Tudo isto está a acontecer sob a presidência de Petro
Poroshenko (pró-russo) que será liquidado pela Euromaidan em 2014.
A tomada de posse pró-ocidental após o golpe de Estado
vai desencadear uma mudança de mestre, já não é o irmão mais velho russo que
lidera, mas o tio Sam na pessoa de Biden.
Cavaleiro, após a invasão russa da Crimeia em 20146, o
gigante russo DF foi alienado das suas minas de titânio, enquanto os outros
depósitos no país são agora explorados pela empresa ucraniana-americana Velta Resources.
(Reporterre)
É mais fácil entender por que é que Putin queria que a
Crimeia voltasse ao regaço russo7. Mas
também porque quer Zelinsky recuperar a Crimeia.

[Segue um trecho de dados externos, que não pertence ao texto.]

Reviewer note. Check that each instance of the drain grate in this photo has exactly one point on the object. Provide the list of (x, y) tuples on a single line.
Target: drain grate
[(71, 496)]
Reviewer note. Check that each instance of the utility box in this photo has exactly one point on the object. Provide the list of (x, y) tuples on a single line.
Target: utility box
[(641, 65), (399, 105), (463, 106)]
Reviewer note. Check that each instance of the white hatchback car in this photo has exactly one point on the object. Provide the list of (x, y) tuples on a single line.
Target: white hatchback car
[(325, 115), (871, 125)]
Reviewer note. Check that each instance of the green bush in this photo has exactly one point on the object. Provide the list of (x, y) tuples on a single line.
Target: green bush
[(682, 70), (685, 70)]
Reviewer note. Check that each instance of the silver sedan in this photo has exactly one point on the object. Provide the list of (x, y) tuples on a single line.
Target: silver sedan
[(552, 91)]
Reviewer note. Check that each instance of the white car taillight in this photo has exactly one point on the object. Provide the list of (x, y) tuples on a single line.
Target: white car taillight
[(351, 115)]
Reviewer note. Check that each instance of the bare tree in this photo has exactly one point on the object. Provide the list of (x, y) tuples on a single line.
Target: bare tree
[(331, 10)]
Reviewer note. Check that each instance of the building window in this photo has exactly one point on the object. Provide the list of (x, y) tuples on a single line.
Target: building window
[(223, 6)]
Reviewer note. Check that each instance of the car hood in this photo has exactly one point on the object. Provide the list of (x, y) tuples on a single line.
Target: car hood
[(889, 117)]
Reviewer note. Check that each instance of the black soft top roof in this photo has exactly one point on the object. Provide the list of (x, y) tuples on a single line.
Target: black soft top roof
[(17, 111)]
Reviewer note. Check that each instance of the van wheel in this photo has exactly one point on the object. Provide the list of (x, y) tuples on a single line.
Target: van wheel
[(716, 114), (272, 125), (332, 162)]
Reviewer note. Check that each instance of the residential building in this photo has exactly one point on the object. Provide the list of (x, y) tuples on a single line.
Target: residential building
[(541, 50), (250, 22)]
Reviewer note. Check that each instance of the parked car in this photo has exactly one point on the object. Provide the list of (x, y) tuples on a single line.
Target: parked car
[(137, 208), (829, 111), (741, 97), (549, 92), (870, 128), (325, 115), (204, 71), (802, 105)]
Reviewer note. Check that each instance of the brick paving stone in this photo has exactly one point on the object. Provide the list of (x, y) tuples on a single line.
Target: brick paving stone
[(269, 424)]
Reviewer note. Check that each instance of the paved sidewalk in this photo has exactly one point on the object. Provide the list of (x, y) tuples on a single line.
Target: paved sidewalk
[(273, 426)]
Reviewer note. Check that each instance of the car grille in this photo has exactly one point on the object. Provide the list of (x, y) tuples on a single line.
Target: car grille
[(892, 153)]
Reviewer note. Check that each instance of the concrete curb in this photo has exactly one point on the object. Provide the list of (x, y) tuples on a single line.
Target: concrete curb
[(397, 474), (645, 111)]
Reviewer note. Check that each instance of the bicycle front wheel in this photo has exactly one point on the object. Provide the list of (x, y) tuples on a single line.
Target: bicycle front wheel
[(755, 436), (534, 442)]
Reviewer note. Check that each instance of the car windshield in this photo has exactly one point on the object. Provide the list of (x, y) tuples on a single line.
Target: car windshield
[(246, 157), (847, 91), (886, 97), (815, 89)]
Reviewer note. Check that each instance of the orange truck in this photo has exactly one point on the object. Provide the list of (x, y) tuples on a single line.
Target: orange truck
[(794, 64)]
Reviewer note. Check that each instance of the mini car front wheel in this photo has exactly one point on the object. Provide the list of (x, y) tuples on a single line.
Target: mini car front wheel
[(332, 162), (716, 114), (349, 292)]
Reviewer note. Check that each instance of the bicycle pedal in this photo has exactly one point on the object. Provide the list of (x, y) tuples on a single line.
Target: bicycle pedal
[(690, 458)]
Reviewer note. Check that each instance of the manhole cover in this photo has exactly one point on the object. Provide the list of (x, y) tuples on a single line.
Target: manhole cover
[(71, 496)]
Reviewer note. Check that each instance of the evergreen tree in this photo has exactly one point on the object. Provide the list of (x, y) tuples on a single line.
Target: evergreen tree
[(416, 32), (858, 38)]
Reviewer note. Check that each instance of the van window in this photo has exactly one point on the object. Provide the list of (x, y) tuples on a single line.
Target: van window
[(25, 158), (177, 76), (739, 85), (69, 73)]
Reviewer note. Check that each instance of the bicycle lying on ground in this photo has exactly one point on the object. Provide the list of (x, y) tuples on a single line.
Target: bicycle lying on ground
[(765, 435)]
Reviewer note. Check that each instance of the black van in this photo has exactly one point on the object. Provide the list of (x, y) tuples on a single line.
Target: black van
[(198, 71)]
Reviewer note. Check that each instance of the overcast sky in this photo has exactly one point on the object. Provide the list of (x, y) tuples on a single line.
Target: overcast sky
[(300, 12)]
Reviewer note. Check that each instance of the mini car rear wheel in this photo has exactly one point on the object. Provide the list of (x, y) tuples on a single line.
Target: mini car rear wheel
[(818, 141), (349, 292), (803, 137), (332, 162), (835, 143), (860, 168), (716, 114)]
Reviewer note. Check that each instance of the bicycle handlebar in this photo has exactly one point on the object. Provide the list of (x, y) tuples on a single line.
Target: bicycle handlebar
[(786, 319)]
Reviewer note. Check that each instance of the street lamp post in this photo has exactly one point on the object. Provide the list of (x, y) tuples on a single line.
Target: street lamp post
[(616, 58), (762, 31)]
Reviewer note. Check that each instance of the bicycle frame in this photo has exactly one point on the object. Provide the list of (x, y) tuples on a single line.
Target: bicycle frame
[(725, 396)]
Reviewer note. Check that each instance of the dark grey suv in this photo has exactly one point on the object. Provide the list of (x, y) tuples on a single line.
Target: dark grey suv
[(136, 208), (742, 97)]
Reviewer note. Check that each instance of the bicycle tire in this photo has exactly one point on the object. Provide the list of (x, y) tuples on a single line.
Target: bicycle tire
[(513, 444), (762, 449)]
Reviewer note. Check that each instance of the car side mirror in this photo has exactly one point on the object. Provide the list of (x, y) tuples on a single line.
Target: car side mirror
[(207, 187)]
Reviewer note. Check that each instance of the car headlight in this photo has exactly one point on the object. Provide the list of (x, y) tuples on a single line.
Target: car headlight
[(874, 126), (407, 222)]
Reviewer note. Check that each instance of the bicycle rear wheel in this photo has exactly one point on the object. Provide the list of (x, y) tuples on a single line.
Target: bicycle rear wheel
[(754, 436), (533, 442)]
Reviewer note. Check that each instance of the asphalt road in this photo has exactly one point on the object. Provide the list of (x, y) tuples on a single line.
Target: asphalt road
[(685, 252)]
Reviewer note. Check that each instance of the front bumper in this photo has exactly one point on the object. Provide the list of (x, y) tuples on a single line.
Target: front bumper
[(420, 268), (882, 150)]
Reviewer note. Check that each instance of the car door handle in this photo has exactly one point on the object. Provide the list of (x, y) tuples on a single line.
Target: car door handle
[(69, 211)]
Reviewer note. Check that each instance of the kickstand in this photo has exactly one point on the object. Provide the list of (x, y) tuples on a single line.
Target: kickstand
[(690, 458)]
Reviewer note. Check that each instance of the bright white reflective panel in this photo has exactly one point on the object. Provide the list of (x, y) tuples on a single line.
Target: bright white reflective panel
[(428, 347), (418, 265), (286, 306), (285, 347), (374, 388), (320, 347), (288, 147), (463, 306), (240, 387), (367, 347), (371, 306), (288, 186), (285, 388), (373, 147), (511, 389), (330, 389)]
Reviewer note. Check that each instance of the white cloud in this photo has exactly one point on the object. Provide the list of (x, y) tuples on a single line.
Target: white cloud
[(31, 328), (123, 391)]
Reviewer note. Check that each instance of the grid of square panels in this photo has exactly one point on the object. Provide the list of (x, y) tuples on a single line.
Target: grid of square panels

Um porão estratégico para o Oeste.
Como indicado pelo site Reporterre ver o extracto
abaixo
Com efeito, é também uma batalha pelos metais que está
a ser disputada na Ucrânia. O subsolo do país contém depósitos consideráveis
estimados pelos serviços geológicos
ucranianos no valor de 7.500 mil milhões de dólares. A
Ucrânia ocupa o quinto lugar no ranking mundial pelas suas reservas de ferro,
grafite e manganês - dois elementos críticos para a produção de baterias
elétricas.
É também o sexto maior produtor mundial de titânio, um
metal estratégico para a produção de aeronaves, e contém depósitos
significativos de lítio, cobre, cobalto e terras raras, utilizados no campo da
energia, bem como na electrónica e na defesa. É por isso que a União Europeia
concluiu em Julho de 2021 uma parceria com a Ucrânia para
metais estratégicos e baterias, uma cooperação que começou e foi gradualmente
reforçada desde 2014, após o governo pró-ocidental de Poroshenko ter chegado ao
poder.
Esta parceria responde ao desejo da União Europeia –
e, mais amplamente, da NATO – de assegurar o fornecimento de matérias-primas
para a sua indústria face aos monopólios chineses e russos. Em teoria, trata-se
de metais "para transicção"; na prática, o objetivo é
muito mais amplo. Asseguraria, por exemplo, as importações de titânio, que são decisivas para a Airbus e para a
Safran; zircónio, dos quais três quartos são utilizados para a energia nuclear;
escândio, subproduto da metalurgia de titânio utilizado em pilhas de
combustível e ligas ultraleves em aeronáutica; ou molibdénio, usado em
superligas, displays e chips electrónicos. Para o fabrico de semi-condutores, a
indústria norte-americana também depende 90% do néon de qualidade ultrapura produzido em Odessa a partir
de gás proveniente de fábricas de aço.
Antes desta parceria, a Ucrânia tinha-se comprometido
a privatizar as suas minas e indústria metalúrgica, a colaborar com os
inquéritos geológicos europeus (EuroGeoSurveys) e Estados Unidos (USGS) e a
produzir um "Atlas de Investimento" em inglês catalogando depósitos de metais
críticos disponíveis. Segundo a Ukraine Invest,
tinha 8.761 depósitos em 2021.
A partir de 2016, o governo começou a vender as suas
licenças de exploração mineira através de leilões electrónicos. Entre 2018 e
2021, o número de autorizações emitidas aumentou de 150 para 377 e o número
de leilões electrónicos de 10 para 160. Em 2019, a
Metinvest, a empresa metalúrgica de Rinat Akhmetov, o homem mais rico da Ucrânia,
associou-se ao gigante Glencore (com sede na Suíça) para explorar um dos
principais depósitos de ferro do país, em Shymanivske,
não muito longe de Zaporizhia.
Depósitos estratégicos para os campos em presença
Os irmãos inimigos
acabam por se dar bem além fronteiras e pátrias quando se trata de negócios,
deixando os mortos enterrar os mortos no pântano ucraniano. A London Metal
Exchange desistiu de proibir a venda de metais russos.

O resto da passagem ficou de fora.